Sorrentino deja a los protagonistas de Juvenud vagar y divagar: hablan de sus problemas urinarios y prostáticos, de sus muy antiguos amores, de la memoria que se les escapa, de algunos recuerdos fijos en su cabeza, de la belleza femenina que jamás dejarán de admirar. Se dejan hacer exámenes médicos, masajes, terapias con barro y con piedras, baños termales, saunas… una suerte de ritual que no conduce a nada, pero que disfrutan. La película bien podría estar teniendo lugar en el infierno o en el purgatorio de cada uno, tal es la repetitiva mecánica de sus actos allí y la malévola y sospechosa naturaleza de sus acompañantes.

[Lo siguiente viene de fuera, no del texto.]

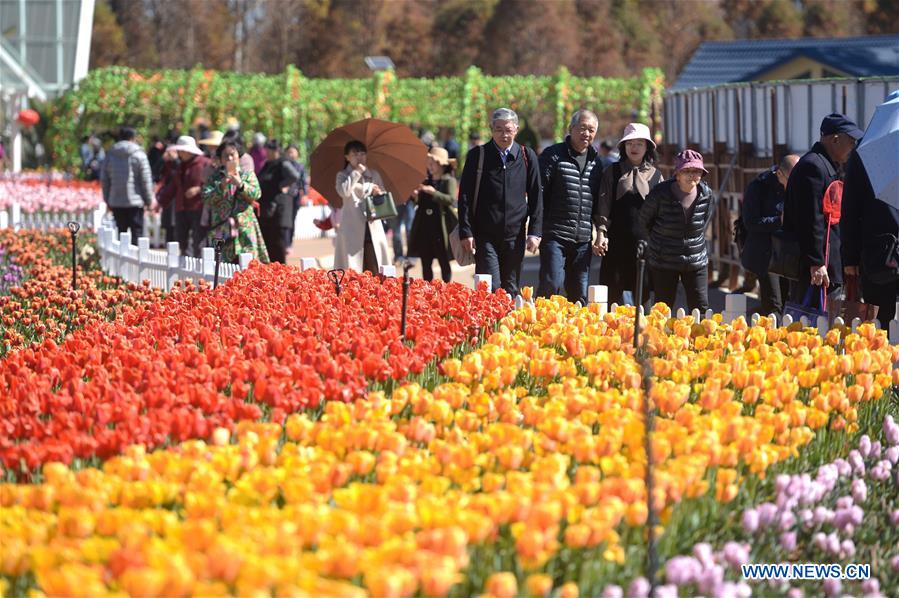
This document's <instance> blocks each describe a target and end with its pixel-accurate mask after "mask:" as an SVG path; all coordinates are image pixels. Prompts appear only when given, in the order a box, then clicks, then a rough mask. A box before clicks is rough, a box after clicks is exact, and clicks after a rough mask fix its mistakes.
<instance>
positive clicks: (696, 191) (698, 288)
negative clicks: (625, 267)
mask: <svg viewBox="0 0 899 598" xmlns="http://www.w3.org/2000/svg"><path fill="white" fill-rule="evenodd" d="M705 174H708V171H707V170H706V169H705V165H704V164H703V161H702V154H700V153H699V152H697V151H693V150H684V151H682V152H681V153H679V154H678V155H677V156H676V157H675V159H674V178H673V179H669V180H667V181H664V182H662V183H659V184H658V185H656V187H655V189H653V190H652V191H650V193H649V195H648V196H647V198H646V202H645V203H644V204H643V207H642V208H640V215H639V221H640V227H641V229H642V231H643V234H644V235H645V237H646V239H648V240H649V250H648V255H647V263H648V265H649V274H650V279H651V280H652V288H653V290H654V291H655V299H656V301H663V302H664V303H665V304H667V305H668V306H669V307H674V300H675V297H677V283H678V282H680V283H681V284H682V285H683V286H684V291H686V295H687V307H688V309H691V310H692V309H699V310H700V311H705V310H707V309H708V308H709V288H708V286H709V285H708V282H709V274H708V263H709V254H708V250H707V248H706V240H705V229H706V226H708V223H709V217H710V215H711V207H712V190H711V189H710V188H709V186H708V185H707V184H706V183H705V181H703V180H702V177H703V175H705Z"/></svg>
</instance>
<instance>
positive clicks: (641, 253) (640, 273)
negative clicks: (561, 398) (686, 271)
mask: <svg viewBox="0 0 899 598" xmlns="http://www.w3.org/2000/svg"><path fill="white" fill-rule="evenodd" d="M636 257H637V296H636V301H635V302H634V303H635V305H634V360H636V362H637V364H638V365H639V366H640V374H641V378H642V381H643V422H644V428H645V434H644V438H643V440H644V444H643V450H645V451H646V477H645V481H644V483H645V485H646V580H647V581H648V582H649V595H650V597H654V596H655V591H656V569H657V568H658V557H657V555H656V547H655V525H656V517H655V511H654V509H653V505H652V494H653V481H652V478H653V475H652V470H653V462H652V427H653V416H652V410H651V409H650V407H649V392H650V390H651V387H652V382H651V380H652V368H651V367H650V364H649V361H648V360H647V359H646V357H647V355H646V343H647V342H648V339H647V340H646V341H644V343H643V346H642V347H641V346H640V308H641V307H642V306H643V273H644V272H645V270H646V241H639V242H638V243H637V256H636Z"/></svg>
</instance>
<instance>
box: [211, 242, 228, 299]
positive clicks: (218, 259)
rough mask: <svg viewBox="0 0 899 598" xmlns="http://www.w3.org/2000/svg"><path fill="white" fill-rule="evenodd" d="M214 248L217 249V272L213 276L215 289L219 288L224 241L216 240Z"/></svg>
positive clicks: (215, 250) (214, 243) (214, 245)
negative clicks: (219, 272) (220, 264)
mask: <svg viewBox="0 0 899 598" xmlns="http://www.w3.org/2000/svg"><path fill="white" fill-rule="evenodd" d="M212 247H213V249H215V272H213V274H212V288H213V289H215V288H217V287H218V286H219V264H221V263H222V251H224V249H225V241H224V239H216V240H215V241H213V242H212Z"/></svg>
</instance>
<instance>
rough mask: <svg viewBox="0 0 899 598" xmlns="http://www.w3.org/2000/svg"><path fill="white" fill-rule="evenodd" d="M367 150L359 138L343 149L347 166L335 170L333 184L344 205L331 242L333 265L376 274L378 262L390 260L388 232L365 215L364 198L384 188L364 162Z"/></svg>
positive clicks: (346, 146) (337, 267)
mask: <svg viewBox="0 0 899 598" xmlns="http://www.w3.org/2000/svg"><path fill="white" fill-rule="evenodd" d="M366 152H367V150H366V147H365V144H363V143H362V142H361V141H355V140H354V141H350V142H349V143H347V144H346V147H345V148H344V152H343V154H344V159H345V161H346V166H345V167H344V169H343V170H341V171H340V172H338V173H337V180H336V181H335V185H336V187H337V193H338V194H339V195H340V197H341V198H342V199H343V207H342V209H341V210H340V221H339V228H338V229H337V238H336V239H335V242H334V267H335V268H352V269H353V270H356V271H357V272H363V271H366V272H371V273H372V274H378V271H379V269H380V268H379V267H380V266H383V265H387V264H389V263H390V255H389V253H388V249H387V236H386V235H385V234H384V225H383V224H381V221H380V220H369V219H368V217H367V216H366V214H365V198H366V197H367V196H369V195H378V194H380V193H382V192H383V191H384V190H385V189H384V182H383V181H382V180H381V175H380V174H378V172H377V171H376V170H372V169H371V168H368V167H367V166H366Z"/></svg>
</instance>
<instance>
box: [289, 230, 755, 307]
mask: <svg viewBox="0 0 899 598" xmlns="http://www.w3.org/2000/svg"><path fill="white" fill-rule="evenodd" d="M388 245H389V242H388ZM391 253H392V250H391ZM304 257H311V258H315V259H316V260H317V261H318V264H319V266H320V267H321V268H325V269H330V268H331V267H332V266H333V264H334V239H332V238H319V239H308V240H307V239H302V240H296V241H294V243H293V249H292V251H291V254H290V256H289V257H288V258H287V263H288V264H293V265H296V266H299V264H300V259H301V258H304ZM450 264H451V265H452V268H453V282H458V283H461V284H464V285H468V286H471V285H472V281H473V279H474V266H465V267H462V266H459V264H457V263H456V262H455V261H453V262H450ZM599 266H600V260H598V259H594V260H593V264H592V267H591V268H590V284H599ZM410 274H411V276H412V277H414V278H421V266H420V265H418V266H416V267H415V268H413V269H412V270H411V272H410ZM434 274H435V277H439V276H440V266H439V265H438V264H437V262H436V260H435V261H434ZM539 276H540V257H539V255H531V254H530V253H526V254H525V258H524V263H523V264H522V267H521V285H522V286H530V287H534V289H535V290H536V288H537V283H538V281H539ZM727 294H728V293H727V292H726V291H722V290H721V289H709V303H710V304H711V308H712V310H714V311H716V312H720V311H723V310H724V297H725V296H726V295H727ZM747 304H748V305H747V306H748V311H749V313H750V314H751V313H752V312H753V311H756V310H757V309H758V305H759V302H758V296H757V295H755V294H749V295H747ZM686 306H687V302H686V298H685V297H684V294H683V289H680V288H679V291H678V298H677V302H676V305H675V307H674V309H675V310H676V309H677V308H678V307H683V308H685V309H686Z"/></svg>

Sensación esta última que el filme refuerza con su galería de rostros imperfectos y particulares que Fellini hubiera aprobado. Sorrentino tiene un alto sentido estético y esos rostros los integra a una puesta en escena exuberante y chillona, que aumenta la ridiculez de un sitio y una situación como esta. En eso Juventud es de una belleza perfectamente dispuesta para impresionar y a la vez repeler: se admira el lujo y los paisajes, pero a la vez se siente la artificialidad de todo este tinglado médico-reparativo-vacacional preparado con puntilloso esmero para darle ilusión de juventud al que tenga con que pagar por ella.

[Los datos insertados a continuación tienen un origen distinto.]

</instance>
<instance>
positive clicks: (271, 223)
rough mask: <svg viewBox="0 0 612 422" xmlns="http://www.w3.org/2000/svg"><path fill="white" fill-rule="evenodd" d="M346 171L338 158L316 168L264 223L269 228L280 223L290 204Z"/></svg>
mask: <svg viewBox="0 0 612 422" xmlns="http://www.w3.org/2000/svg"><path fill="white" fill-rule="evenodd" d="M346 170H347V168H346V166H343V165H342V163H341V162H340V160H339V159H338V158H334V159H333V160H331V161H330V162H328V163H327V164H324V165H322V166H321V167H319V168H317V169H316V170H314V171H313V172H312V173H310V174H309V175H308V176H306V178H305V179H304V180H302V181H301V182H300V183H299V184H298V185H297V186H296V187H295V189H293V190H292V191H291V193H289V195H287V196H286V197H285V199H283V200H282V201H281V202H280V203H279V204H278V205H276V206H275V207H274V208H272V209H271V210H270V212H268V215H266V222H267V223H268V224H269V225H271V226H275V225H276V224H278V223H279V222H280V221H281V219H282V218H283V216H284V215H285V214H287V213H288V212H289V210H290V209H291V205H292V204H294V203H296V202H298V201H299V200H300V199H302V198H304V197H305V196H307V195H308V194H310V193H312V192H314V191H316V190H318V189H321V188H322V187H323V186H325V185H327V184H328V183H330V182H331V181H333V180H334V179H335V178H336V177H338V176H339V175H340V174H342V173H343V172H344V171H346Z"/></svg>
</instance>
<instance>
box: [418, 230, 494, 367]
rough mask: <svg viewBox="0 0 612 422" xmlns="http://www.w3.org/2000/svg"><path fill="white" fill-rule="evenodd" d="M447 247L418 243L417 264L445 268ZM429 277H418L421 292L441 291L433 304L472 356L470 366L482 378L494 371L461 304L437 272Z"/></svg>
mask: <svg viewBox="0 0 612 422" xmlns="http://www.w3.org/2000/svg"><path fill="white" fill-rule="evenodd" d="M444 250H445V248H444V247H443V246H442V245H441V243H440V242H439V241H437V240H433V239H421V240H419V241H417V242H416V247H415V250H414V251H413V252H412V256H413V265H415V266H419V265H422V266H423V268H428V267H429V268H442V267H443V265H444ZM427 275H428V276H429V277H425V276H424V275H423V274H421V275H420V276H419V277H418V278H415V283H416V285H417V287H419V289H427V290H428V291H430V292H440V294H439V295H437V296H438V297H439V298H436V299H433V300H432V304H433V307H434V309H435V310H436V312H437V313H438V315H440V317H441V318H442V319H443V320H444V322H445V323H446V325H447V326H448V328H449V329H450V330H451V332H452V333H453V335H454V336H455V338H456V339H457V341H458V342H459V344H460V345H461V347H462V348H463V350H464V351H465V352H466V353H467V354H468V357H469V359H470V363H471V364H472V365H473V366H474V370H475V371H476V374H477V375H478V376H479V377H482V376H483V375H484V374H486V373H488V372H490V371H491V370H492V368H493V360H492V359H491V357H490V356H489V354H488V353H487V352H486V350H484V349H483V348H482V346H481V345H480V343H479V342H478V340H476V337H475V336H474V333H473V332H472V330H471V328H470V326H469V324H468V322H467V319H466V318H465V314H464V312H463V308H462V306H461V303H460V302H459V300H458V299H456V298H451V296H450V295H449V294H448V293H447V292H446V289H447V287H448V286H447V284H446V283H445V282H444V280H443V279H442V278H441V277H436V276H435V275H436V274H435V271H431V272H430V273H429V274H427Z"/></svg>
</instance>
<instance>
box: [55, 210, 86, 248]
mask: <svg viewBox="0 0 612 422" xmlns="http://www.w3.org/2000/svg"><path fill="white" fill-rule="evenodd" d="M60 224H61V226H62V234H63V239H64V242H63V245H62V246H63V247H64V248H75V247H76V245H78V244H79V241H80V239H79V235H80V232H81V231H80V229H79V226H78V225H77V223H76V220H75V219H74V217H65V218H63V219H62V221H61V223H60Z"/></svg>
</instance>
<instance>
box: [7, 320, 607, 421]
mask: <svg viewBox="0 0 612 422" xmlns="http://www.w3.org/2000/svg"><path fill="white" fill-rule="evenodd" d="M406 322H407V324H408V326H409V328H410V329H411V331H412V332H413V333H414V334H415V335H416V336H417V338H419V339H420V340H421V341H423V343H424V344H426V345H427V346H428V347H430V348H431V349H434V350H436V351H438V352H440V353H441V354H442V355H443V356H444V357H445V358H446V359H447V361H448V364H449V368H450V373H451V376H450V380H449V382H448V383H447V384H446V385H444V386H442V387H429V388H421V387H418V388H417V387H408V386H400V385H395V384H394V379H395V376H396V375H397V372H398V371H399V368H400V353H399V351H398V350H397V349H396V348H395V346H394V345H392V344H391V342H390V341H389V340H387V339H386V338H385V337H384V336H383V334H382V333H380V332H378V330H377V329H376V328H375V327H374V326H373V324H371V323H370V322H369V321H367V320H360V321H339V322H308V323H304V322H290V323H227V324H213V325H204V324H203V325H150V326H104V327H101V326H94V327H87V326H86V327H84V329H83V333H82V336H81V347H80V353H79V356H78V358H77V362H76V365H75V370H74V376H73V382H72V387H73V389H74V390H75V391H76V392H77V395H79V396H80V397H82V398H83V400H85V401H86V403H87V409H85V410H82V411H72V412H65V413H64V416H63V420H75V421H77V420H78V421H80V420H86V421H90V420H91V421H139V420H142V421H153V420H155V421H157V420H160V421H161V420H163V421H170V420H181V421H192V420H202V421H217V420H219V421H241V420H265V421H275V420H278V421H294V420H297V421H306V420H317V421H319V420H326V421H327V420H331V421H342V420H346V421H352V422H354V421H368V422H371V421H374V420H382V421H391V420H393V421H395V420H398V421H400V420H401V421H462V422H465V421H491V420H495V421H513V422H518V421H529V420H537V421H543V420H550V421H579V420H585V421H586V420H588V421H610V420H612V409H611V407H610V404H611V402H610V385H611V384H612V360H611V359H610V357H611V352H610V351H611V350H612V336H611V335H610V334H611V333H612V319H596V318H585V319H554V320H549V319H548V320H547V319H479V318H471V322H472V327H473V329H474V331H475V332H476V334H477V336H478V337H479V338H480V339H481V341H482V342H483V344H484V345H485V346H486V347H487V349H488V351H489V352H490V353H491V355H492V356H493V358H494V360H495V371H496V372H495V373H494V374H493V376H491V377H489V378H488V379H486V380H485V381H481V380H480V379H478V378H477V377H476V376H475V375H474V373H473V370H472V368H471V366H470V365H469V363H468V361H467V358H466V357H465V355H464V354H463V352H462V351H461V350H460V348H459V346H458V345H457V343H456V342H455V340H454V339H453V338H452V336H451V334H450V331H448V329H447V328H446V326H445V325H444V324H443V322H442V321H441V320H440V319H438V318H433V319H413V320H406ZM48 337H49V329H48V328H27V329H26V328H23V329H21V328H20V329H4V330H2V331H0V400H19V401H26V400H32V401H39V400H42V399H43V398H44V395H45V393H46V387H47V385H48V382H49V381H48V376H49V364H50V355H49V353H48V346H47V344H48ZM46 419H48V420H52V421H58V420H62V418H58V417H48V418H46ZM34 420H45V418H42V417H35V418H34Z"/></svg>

Termina este filme y uno queda esperando cierta epifanía que dé sentido a la apatía de Fred, algo que justifique sus días en ese spa. Aceptar dirigir un último concierto ante la corona británica se antoja una concesión cansada antes que una liberación. Tampoco ninguna de las conversaciones que sostuvo con su hija, con Mick o con el actor de cine alivió en algo su desasosiego vital o le dio alguna luz.
Quizá la respuesta es que no hay ninguna, que así como llegamos –desnudos e ignorantes de todo– nos vamos. Que todo lo demás es ruido, el ensordecedor bullicio que precede al silencio final. Ese sí, sin fin.